Климент Васильевич работал помощником секретаря окружного суда. Работа не тяжелая, но и безденежная. Шестьдесят пять рублей в месяц - не очень-то разбогатеешь. Не хватало не то что на одежду и матери в Киев - даже на театр надо было экономить.
Все же в театре он бывал часто, не оставлял ни музыки, ни этнографии. В этом в значительной степени помог Климен-готовые добрый друг Ларисы Петровны - Агафангел Ефимович Крымский. Цветок познакомился с ним давненько, еще в Киеве, и в них же, в Косачей. Какова же была его радость, когда, приехав в Тифлис, застал там славного земляка. Ученый работал над древними восточными рукописями, а за тем изучал живой язык, обычаи грузин. В городе у него было немало приятелей. Однажды, когда они прогуливались над Курой, им встретился пожилой уже, довольно симпатичный мужчина. Крымский вежливо с ним поздоровался, представил Цветок. Незнакомец оказался этнографом и композитором Завадским.

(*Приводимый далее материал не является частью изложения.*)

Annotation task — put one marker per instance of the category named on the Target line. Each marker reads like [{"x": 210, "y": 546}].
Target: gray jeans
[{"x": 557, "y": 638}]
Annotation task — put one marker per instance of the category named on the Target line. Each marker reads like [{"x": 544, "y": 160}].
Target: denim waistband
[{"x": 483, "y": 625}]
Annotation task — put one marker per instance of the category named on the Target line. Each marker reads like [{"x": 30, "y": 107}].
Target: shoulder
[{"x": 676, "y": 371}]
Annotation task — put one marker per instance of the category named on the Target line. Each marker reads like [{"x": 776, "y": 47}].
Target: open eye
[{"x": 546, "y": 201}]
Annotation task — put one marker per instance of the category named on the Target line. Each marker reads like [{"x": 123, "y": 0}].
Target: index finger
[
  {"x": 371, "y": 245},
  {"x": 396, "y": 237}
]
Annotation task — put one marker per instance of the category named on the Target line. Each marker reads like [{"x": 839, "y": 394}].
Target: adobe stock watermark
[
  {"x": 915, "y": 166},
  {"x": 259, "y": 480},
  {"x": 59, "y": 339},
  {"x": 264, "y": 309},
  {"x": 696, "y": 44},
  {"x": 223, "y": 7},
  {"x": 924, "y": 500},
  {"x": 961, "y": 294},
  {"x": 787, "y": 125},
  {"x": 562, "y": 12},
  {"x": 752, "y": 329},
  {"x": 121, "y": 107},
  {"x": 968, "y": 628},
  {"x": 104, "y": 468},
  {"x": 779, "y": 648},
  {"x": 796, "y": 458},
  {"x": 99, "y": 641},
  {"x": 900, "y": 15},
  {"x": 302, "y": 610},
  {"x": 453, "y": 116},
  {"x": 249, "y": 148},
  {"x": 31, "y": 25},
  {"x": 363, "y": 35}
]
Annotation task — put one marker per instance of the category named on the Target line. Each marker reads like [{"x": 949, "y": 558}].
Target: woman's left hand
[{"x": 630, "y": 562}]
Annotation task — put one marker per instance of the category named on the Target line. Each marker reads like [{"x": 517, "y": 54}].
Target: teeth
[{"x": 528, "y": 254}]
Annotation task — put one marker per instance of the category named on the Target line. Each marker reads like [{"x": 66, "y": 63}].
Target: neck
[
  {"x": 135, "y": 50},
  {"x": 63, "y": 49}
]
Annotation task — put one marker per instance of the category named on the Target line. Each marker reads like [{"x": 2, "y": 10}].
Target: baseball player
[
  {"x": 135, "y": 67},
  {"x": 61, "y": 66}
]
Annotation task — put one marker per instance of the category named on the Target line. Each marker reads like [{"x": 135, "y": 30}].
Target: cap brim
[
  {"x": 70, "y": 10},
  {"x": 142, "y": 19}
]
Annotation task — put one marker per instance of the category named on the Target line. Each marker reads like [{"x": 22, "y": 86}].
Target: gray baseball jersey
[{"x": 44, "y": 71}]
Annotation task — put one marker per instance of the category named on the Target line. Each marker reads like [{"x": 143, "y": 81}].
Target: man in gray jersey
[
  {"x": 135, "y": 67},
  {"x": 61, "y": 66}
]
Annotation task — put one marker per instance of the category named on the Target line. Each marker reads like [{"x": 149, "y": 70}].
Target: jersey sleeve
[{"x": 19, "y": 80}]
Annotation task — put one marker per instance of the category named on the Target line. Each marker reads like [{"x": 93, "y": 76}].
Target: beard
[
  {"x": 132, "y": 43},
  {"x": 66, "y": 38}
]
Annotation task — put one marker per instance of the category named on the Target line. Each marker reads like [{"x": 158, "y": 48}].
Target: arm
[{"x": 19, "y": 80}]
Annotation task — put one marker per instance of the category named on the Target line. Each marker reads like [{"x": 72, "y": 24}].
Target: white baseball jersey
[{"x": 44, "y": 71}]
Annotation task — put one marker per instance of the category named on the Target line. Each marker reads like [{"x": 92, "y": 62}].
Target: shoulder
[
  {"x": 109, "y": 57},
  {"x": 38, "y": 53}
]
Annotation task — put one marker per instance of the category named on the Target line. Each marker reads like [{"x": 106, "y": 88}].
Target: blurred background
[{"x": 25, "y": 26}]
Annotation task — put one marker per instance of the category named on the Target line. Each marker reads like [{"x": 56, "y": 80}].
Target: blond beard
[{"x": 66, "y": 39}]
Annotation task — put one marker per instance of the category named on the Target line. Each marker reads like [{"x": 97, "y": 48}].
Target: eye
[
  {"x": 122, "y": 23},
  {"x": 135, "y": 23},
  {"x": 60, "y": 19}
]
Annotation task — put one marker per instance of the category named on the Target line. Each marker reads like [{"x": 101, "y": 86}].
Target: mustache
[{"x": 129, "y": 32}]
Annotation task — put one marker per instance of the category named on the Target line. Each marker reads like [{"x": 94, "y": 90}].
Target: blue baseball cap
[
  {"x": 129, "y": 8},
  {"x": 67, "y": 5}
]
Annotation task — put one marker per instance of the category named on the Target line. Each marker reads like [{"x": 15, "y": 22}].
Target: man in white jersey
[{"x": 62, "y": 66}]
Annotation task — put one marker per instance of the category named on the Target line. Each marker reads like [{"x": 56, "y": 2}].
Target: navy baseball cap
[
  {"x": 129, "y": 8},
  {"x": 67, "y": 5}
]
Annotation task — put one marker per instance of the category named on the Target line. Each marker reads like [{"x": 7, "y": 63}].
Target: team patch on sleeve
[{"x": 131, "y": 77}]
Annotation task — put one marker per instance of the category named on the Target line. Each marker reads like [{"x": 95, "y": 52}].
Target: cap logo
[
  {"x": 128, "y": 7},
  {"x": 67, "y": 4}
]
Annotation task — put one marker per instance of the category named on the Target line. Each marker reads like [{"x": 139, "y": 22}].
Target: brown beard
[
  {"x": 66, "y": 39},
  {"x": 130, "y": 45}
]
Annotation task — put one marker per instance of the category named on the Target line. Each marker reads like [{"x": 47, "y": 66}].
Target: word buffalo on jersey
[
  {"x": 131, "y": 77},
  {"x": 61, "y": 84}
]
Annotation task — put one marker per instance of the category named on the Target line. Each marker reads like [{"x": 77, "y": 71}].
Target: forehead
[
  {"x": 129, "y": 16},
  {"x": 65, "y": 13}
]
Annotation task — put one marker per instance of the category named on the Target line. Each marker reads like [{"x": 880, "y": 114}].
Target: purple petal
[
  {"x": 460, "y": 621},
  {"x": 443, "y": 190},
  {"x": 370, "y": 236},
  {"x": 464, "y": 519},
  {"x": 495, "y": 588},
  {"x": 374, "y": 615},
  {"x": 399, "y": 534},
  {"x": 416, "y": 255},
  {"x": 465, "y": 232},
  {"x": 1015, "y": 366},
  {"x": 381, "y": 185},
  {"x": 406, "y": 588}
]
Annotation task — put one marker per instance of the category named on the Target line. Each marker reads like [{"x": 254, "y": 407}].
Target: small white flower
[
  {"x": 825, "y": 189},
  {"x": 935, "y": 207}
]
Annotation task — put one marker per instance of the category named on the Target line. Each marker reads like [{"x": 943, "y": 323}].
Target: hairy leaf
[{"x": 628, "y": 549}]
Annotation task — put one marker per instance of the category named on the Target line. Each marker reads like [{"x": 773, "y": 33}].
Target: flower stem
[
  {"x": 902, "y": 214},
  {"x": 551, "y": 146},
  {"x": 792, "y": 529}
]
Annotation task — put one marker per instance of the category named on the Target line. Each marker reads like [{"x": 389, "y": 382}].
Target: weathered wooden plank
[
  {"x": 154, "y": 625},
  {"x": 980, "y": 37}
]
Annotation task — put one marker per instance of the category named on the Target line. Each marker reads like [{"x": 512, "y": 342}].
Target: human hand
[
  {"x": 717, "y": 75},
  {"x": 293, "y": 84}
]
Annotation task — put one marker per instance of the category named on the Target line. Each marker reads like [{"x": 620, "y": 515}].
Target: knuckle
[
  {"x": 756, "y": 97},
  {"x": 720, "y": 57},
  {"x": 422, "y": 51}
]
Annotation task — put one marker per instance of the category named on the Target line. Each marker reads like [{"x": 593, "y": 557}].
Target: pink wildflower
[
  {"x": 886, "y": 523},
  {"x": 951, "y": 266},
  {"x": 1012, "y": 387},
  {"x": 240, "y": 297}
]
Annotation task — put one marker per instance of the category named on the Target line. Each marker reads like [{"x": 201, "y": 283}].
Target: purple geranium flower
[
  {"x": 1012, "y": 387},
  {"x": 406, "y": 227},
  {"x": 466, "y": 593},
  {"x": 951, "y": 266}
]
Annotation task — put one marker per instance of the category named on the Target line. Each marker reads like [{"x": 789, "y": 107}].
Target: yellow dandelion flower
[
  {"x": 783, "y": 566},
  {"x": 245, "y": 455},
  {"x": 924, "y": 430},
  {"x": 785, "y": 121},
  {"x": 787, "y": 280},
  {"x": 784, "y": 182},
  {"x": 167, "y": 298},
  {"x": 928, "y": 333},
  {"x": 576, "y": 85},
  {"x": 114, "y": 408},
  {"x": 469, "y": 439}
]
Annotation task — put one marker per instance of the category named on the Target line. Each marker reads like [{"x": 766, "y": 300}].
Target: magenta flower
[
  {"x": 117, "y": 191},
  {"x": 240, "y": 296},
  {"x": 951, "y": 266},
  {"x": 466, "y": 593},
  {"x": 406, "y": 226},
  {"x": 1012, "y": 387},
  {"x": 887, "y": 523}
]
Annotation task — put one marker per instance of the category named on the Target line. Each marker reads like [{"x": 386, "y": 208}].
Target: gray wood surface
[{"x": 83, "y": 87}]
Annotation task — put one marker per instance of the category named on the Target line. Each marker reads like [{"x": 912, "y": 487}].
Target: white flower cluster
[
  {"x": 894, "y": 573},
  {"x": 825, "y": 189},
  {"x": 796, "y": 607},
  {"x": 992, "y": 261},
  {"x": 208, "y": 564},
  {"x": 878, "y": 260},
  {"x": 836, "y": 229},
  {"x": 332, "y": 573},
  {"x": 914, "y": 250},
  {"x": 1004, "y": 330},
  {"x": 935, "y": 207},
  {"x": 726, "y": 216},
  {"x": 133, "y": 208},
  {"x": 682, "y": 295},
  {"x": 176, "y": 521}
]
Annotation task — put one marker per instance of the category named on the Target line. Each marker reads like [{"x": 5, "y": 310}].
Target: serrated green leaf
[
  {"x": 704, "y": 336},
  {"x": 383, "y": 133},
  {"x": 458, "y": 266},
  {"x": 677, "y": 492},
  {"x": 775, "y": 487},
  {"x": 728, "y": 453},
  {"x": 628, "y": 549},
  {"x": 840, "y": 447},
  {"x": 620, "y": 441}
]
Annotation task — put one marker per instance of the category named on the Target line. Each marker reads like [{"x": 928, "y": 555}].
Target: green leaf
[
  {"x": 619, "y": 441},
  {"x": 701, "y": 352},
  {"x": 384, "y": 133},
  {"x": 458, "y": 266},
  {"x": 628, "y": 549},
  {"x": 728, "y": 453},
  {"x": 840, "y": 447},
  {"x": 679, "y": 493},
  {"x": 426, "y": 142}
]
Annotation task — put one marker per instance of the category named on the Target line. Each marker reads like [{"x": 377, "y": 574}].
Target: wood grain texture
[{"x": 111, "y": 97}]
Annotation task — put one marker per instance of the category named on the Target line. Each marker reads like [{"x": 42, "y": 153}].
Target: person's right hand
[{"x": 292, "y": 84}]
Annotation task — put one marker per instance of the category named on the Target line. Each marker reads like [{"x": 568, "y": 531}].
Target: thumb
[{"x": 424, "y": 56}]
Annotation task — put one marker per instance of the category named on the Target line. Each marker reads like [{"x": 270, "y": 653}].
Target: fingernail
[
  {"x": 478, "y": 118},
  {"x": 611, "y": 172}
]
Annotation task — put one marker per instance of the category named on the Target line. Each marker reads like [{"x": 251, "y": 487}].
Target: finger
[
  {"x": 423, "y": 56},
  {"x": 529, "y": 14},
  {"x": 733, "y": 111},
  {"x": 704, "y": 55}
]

Климент Васильевич быстро завоевал симпатию Завадского, и тот, видя его необычный влечение к музыке, ввел юного земляка (сам тоже был с Украины) в шире художественное круг. Таким образом Цветок познакомился с Захарием Палиашвили - молодым представителем новейшей грузинской музыки - и вообще стал своим человеком среди ее деятелей.
Где-то через месяц после приезда Лариса Петровна и Цветок гостили в Завадского. Композитор отмечал какую-то свою семейное событие, собственно, это был лишь повод для широкого общества. Сошелся преимущественно музыкальный мир. Долго сидели, говорили о разном.
Еще в начале вечера хозяин, с которым Леся ранее встретилась, познакомил ее с Палиашвили, тот - со своей женой, милой, хрупкой Юлией Дмитриевной.
Вместе они сидели за столом. Молодая пара вызвала симпатию. Захарий Петрович, оказывается, знает Читадзе. Как он там? Лариса Петровна рассказала, что недавно с ним виделась, что Шіо - как ни странно - в совершенстве освоил русский язык, считается в Киеве едва ли не одним из лучших преподавателей.
- Скоро мы его этой чести избавим, - молвил Палиашвили.
- Как? - не поняла Леся.
- Заберем к себе. Достаточно ему там одсиджува-ся. Пусть приезжает и учит здесь... Так и скажите ему, как увидите... Вы надолго к нам? - поинтересовался.